A smart hit is mentioned of Pelham, who, however, was not remarkable for humour. One Ayscough, who had been preceptor to Prince George, and who had "not taught him to read English, though eleven years old," was about to be removed from the preceptorship. Lyttleton, whose sister he had married, applied to Pelham to save him. Pelham answered, "I know nothing of Dr. Ayscough—Oh, yes, I recollect, a very worthy man told me in this room, two years ago, that he was a great rogue." This very worthy man happened to be Lyttleton himself, who had then quarrelled with Ayscough about election affairs. Walpole abounds in sketches of character, and they are generally capital. Here is a kit-cat of Lord Albemarle, then ambassador in Paris. "It was convenient to him to be any where but in England. His debts were excessive, though he was ambassador, groom of the stole, governor of Virginia, and colonel of a regiment of guards. His figure was genteel, his manner noble and agreeable. The rest of his merit was the interest Lady Albemarle had with the king through Lady Yarmouth. He had all his life imitated the French manners since he came to Paris, where he never conversed with a Frenchman. If good breeding is not different from good sense, Lord Albemarle at least knew how to distinguish it from good nature. He would bow to his postilion, while he was ruining his tailor."

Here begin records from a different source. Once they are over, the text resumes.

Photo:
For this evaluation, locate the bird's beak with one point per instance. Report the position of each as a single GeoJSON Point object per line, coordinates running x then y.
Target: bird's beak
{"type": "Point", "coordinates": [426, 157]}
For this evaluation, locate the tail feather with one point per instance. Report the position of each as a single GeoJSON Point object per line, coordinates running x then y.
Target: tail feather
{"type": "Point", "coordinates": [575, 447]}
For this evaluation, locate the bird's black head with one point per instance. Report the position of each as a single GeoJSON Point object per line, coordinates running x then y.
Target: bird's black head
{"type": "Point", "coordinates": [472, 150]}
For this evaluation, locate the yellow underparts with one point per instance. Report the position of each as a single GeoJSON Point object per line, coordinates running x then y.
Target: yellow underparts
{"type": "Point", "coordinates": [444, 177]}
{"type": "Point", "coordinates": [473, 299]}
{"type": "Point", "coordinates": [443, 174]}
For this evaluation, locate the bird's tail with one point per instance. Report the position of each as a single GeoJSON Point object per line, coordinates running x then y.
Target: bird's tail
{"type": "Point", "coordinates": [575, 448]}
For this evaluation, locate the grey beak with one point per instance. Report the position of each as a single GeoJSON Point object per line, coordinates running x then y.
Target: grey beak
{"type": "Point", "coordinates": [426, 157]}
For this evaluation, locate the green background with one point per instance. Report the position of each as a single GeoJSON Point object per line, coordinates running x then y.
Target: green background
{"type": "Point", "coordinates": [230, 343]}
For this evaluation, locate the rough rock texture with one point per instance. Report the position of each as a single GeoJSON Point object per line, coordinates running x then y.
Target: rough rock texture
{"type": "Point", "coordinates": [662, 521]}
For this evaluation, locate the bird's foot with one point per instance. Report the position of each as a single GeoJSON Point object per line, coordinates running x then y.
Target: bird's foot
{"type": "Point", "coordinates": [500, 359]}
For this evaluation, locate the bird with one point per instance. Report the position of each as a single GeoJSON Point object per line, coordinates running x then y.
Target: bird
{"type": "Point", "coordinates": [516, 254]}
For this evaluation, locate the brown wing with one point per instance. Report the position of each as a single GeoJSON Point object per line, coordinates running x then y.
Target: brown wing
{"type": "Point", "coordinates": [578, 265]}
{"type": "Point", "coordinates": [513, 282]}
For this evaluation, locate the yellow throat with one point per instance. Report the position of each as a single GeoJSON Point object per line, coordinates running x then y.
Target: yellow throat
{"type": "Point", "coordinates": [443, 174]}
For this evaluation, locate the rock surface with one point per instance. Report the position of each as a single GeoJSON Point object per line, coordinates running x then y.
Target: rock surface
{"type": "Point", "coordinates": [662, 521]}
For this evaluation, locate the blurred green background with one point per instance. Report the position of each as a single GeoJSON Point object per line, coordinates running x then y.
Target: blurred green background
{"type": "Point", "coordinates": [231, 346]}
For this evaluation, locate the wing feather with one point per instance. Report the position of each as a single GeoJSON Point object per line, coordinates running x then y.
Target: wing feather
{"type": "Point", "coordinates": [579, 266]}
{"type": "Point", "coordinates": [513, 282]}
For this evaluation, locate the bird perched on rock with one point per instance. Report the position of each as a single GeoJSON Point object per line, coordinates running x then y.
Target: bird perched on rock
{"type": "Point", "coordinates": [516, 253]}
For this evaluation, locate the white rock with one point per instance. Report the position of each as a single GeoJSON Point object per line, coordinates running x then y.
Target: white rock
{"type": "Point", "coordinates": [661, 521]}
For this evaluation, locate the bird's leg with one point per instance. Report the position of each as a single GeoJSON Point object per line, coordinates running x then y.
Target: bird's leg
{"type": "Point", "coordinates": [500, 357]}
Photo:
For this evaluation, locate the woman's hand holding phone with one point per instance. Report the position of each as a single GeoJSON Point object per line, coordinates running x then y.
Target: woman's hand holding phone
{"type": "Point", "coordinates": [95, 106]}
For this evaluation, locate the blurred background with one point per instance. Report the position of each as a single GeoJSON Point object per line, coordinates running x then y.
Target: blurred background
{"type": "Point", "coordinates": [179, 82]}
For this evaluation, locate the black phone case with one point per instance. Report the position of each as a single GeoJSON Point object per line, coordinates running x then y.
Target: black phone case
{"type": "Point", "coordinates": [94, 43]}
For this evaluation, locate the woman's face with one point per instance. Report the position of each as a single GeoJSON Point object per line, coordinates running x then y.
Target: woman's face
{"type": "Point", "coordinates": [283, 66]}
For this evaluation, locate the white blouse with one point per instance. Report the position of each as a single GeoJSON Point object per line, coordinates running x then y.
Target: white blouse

The prince's death had all the effect of the last act of a melo-drama. It had blown up more castles in the air, than any explosion in the history of paint and pasteboard. All the rejected of the court had naturally flocked round the heir-apparent, and never was worship of the rising sun more mortified by its sudden eclipse. Peerages in embryo never came to the birth, and all sorts of ministerial appointments, from the premier downwards, which had been looked upon as solid and sure, were scattered by this one event into thin air. Drax, the prince's secretary, who "could not write his own name;" Lord Baltimore, who, "with a great deal of mistaken knowledge, could not spell;" and Sir William Irby, the princesses' Polonius, were to be barons; Doddington, it was said, had actually kissed hands for the reversion of a dukedom!